Roma, 30 ottobre – Chiude Sportitalia. All’improvviso. Un fulmine a ciel sereno si abbatte sull’emittente televisiva, visibile sul digitale terrestre sui canali 60, 61 e 62 gettando ombre funeste sul futuro di oltre trenta colleghi giornalisti. È Il Fatto Quotidiano a lanciare sul suo sito la notizia. Ancora quarantotto ore di repliche, poi dal primo novembre un cartello campeggerà sui televisori degli spettatori che, nel giro di pochi anni, avevano iniziato ad apprezzare il lavoro della redazione sportiva fondata nel 2004 da Tarek Ben Ammar, possessore del marchio e finanziere tunisino già nell’orbita di Berlusconi, oltreché suo socio. Giornalisti increduli che, fra due giorni, si ritroveranno su piazza, senza sapere cosa sarà del loro avvenire.
È l’epilogo già scritto di una gestione poco chiara che ha iniziato a fare acqua qualche tempo fa, quando la società che gestiva i tre canali sportivi passò nelle mani di Bruno Bogarelli, grazie alla sua società Maroncelli 9. Il fallimento, poi, è giunto quest’estate con la creazione di due nuove aziende: la EDB Media e la EDB Service. Molti i nomi, pochi i soldi. Figurarsi i progetti per il futuro. La funzionaria della CGIL che sta seguendo la vertenza, Mimma Agnusdei, denuncia la situazione: «Sono scatole vuote. Società piene di debiti prese attraverso una procedura fallimentare. E non si sa con quale disegno dietro».
Tutto è precipitato nel corso di quest’estate, quando è entrato in scena il secondo sodale di Berlusconi, Valter La Tona, il quale ha rilevato il tutto per mano della LT Multimedia. Non si tratta di un nuovo avventore, bensì di un ex uomo della Fininvest, noto alle cronache per aver portato l’Auditel in tribunale per abuso di posizione dominante. Secondo la sua tesi cercava di tutelare le attività della concorrenza. O più precisamente le sue, essendo editore di Alice, Arturo, Leonardo, Marcopolo e Nuvolari. Nel giro di poco tempo ha aggiunto alla sua scuderia tre nuovi canali dedicati al calcio, agli sport olimpici ed ai motori che si chiameranno LTSport 1, LTSport 2 ed LTSport 3. Per il momento questi sono solo visibili in via sperimentale sulla piattaforma Tivusat, ma a breve questi dovrebbero rimpiazzare i tre canali di Sportitalia in chiaro. Tuttavia, neanche in questo caso se ne conosce la tempistica. E, come se non bastasse, a peggiorare ulteriormente la situazione ci si è messa una controversia sulla riscossione della pubblicità che ha costretto in tribunale i protagonisti di questa vicenda.

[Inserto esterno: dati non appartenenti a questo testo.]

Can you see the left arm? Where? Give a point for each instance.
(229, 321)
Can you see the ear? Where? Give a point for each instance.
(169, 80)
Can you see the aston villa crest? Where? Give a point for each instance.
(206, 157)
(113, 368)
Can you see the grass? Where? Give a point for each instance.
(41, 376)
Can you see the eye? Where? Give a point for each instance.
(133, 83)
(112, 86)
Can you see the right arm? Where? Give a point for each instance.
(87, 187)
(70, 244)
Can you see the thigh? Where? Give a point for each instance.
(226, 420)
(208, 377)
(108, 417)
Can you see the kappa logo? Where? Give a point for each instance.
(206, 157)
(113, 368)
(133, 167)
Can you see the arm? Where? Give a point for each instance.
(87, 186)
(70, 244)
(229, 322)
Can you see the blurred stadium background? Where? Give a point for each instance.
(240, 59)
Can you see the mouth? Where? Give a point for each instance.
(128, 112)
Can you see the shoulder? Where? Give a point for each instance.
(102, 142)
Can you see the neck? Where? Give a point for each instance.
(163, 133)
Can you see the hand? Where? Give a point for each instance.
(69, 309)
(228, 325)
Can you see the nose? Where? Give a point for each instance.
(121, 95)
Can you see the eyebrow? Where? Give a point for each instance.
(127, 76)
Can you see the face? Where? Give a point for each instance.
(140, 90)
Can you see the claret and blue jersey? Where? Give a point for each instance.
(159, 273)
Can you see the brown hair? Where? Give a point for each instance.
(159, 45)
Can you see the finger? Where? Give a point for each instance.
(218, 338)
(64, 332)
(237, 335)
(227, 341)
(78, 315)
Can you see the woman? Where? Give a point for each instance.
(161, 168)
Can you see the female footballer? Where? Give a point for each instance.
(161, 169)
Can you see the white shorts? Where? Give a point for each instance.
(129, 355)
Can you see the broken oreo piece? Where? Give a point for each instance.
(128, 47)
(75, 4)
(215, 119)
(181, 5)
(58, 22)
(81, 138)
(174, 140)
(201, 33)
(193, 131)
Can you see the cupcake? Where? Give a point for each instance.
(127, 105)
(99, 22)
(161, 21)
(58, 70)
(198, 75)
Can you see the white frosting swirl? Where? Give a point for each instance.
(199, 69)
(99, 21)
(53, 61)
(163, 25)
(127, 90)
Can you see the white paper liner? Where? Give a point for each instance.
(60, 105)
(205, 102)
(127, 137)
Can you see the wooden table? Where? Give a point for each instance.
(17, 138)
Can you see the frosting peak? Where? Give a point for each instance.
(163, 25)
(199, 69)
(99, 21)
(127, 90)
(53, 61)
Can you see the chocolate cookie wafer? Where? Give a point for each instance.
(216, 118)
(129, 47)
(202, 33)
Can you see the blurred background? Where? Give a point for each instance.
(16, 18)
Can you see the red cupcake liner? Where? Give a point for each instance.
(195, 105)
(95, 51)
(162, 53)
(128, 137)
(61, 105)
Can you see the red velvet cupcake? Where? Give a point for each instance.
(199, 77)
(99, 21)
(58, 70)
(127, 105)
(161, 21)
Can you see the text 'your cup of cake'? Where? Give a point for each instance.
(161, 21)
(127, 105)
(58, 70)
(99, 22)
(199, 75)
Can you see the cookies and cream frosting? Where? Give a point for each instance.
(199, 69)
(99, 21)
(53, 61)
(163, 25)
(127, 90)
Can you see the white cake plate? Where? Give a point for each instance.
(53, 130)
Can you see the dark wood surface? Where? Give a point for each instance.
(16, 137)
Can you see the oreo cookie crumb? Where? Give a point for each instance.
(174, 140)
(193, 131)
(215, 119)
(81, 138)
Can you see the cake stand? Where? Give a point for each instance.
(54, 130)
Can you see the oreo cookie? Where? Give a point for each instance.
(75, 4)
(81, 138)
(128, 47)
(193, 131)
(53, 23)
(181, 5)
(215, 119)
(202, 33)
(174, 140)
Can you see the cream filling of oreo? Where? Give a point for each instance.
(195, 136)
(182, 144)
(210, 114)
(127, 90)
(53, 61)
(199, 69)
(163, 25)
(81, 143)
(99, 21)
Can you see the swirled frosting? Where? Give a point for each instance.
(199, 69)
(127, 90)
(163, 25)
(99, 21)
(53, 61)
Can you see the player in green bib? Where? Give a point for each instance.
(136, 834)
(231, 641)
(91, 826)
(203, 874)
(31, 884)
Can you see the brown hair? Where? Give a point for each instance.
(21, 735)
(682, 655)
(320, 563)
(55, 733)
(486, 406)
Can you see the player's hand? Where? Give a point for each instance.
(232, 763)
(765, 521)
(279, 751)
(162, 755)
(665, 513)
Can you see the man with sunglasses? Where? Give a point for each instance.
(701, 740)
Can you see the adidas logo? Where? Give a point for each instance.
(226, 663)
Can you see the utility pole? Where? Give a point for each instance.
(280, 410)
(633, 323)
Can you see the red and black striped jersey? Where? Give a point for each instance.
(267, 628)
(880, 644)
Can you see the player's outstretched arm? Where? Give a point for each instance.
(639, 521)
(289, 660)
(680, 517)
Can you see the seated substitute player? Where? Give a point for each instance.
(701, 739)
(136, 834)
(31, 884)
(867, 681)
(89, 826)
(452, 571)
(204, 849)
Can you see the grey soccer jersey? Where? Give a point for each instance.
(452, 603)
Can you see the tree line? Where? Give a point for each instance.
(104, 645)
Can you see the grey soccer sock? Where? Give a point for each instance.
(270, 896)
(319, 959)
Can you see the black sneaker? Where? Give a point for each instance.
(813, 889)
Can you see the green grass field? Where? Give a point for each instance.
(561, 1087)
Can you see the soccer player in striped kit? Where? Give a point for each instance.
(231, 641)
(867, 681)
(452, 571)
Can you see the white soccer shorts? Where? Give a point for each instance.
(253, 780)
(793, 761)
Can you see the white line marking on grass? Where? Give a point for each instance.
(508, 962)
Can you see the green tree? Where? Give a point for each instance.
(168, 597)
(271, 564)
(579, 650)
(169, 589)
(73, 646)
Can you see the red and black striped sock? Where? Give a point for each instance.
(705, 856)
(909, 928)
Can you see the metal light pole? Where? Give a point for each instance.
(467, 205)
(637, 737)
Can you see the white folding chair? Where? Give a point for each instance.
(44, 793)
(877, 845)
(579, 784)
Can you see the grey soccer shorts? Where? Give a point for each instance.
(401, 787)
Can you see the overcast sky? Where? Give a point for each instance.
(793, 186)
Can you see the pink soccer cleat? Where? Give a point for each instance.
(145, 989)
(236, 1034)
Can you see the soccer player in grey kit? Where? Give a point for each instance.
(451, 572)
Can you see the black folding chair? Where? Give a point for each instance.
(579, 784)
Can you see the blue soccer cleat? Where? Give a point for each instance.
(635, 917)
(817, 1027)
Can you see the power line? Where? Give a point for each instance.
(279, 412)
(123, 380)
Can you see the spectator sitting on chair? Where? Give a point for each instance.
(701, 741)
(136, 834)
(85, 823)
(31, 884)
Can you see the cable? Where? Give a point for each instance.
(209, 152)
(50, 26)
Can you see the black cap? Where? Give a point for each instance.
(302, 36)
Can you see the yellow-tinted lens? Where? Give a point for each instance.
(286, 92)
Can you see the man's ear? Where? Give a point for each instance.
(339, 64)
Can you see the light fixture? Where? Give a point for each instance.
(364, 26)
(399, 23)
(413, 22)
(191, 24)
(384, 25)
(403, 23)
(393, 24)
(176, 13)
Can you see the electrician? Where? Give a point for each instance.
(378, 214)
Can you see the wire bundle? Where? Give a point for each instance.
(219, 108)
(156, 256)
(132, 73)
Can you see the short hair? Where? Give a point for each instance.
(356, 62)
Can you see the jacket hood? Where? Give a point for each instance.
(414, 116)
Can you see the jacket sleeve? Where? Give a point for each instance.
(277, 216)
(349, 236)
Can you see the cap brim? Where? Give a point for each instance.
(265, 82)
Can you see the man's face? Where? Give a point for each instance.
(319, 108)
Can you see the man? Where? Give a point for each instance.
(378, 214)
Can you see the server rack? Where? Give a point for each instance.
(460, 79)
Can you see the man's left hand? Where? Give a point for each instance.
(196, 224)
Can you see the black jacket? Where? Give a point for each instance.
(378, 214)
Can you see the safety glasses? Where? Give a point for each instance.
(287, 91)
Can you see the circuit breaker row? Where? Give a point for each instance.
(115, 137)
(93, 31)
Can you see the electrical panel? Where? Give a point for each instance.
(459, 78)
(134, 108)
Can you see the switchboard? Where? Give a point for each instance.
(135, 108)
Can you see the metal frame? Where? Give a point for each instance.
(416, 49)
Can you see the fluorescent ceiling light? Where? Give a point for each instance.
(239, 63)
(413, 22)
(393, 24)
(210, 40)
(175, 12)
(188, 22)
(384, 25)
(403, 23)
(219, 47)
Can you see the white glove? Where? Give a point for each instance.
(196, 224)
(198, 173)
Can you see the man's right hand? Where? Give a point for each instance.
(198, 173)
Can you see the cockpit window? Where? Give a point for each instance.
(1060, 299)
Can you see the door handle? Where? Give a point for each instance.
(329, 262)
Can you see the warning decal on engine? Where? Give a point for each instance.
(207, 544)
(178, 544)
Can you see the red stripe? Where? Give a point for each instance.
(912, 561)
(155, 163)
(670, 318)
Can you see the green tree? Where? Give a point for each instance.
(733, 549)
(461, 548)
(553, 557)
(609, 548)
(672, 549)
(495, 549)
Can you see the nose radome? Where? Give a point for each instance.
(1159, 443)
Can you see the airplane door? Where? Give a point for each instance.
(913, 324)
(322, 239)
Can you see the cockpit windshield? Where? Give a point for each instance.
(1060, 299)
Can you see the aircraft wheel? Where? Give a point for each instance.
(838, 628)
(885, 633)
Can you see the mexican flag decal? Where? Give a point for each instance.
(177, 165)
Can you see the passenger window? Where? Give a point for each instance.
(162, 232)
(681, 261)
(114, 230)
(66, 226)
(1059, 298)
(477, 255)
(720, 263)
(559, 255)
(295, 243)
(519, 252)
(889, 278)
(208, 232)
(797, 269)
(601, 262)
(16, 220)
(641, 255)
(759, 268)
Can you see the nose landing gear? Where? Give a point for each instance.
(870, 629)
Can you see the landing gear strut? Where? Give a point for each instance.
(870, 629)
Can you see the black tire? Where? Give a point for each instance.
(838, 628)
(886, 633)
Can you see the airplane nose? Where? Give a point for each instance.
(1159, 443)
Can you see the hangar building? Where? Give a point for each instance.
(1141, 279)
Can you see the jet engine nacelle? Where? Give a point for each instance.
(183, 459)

Tuttavia, sembra ben chiaro il progetto che ha mosso i fili di questa operazione: “portare a compimento” i tre canali per sbarcare sul digitale terrestre attraverso le frequenze lasciate libere dalla chiusura di Sportitalia. Spettatori impotenti e vittime sacrificali di questa operazione, purtroppo, sono gli ottanta lavoratori delle reti che furono di Ben Ammar, compresi i trenta redattori che hanno subito il passaggio da un proprietario all’altro senza essere minimamente interpellati. Ora si teme il licenziamento, come colpo di grazia definitivo per completare il passaggio da un’azienda all’altra. Nel frattempo, negli ultimi giorni si è lavorato senza agenzia, né telefono, né internet: praticamente impossibile. Oggi, fisiologico e giustificato, è scattato lo sciopero in blocco: nessun turno né per oggi, né per domani. Un giornalista in presidio sotto la sede di via Tazzoli a Milano ha spiegato la situazione: «Ieri c’è stata un’assemblea con i rappresentanti della nuova proprietà. Ma non ci hanno dato nessuna risposta: l’unica cosa certa è che Sportitalia chiuderà venerdì primo novembre. Sul passaggio ai nuovi canali, invece, tutto tace. Non si sa quanti dipendenti saranno ricollocati, non si sa se la sede sarà Milano o Roma. Non si sa nemmeno se avremo gli stipendi arretrati».
Alla ricerca di ulteriori chiarimenti, nessuna dichiarazione è stata rilasciata ai colleghi del sito ilfattoquotidiano.it, tant’è che lo staff di La Tona preferisce mantenere la riservatezza: «Vista la complessità della situazione». Nel frattempo la Agnusdei accusa: «I giornalisti sono stati completamente abbandonati. Al tavolo, ieri, non c’era la proprietà, ma una società di ristrutturazione incaricata di trattare con noi. Dicono che stanno lavorando a un progetto di riconversione editoriale, hanno chiesto qundici giorni di tempo. Ma le chiacchiere, come si dice, stanno a zero. Vogliamo delle risposte per i dipendenti».